Two steps inside her apartment, Cat halted, turning toward the sound of the voice. Lisa sat at the kitchen table ten feet in front of her, her eyes searching Cat’s like a worried mother who waited all night for her errant daughter to come home.
“Didn’t you get my message?” Cat moved into the apartment toward the coffeemaker. Despite having already had breakfast, the smell of the fresh brew still lured her. “I called your phone last night. I tried to find you, but you disappeared.”
“I did, but I figured, given your message, you probably haven’t seen the paper yet.” Lisa surged to her feet and crossed the kitchen, shoving the newspaper at her. “You and Michael made it onto the front page.”

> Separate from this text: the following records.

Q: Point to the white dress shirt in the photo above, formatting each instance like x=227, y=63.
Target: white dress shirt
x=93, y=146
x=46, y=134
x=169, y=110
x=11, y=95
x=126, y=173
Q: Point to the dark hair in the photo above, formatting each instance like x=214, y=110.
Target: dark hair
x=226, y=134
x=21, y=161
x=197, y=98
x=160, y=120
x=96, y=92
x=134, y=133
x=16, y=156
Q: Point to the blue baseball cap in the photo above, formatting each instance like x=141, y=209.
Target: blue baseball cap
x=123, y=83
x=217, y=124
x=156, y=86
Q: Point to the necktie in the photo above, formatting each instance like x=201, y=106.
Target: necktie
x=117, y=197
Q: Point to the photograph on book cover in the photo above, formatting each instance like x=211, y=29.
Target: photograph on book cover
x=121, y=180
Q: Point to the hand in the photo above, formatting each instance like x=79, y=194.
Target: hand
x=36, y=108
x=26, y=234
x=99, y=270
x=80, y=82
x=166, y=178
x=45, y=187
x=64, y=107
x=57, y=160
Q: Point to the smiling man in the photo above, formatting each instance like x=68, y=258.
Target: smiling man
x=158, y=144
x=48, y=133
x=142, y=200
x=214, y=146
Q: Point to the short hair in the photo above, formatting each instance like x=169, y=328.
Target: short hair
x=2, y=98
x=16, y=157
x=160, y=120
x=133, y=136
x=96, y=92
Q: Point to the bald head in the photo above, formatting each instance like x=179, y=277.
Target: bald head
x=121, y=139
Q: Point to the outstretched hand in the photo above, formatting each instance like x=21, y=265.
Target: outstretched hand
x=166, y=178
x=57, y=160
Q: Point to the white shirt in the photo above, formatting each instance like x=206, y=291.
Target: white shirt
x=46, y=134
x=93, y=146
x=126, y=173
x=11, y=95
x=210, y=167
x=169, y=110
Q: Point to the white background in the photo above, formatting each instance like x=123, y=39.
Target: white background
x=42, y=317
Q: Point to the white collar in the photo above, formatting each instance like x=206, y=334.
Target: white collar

A hard knot of dread formed in her stomach. Cat set her coffee aside and reached out to take the paper. The
Weekly Tribune
called itself a newspaper but could more accurately be described as a gossip rag. It tended to showcase the local rumors, the who’s who and who’s doing what of their small town rather than actual world news. The woman who ran it was sweet and simply loved the town and the people in it, but she was a little too nosy for her own good. By the look on Lisa’s face, Cat had a feeling she didn’t want to know what she was about to read.
One glance at the front page and Cat clamped a hand over her mouth. “Oh my God.”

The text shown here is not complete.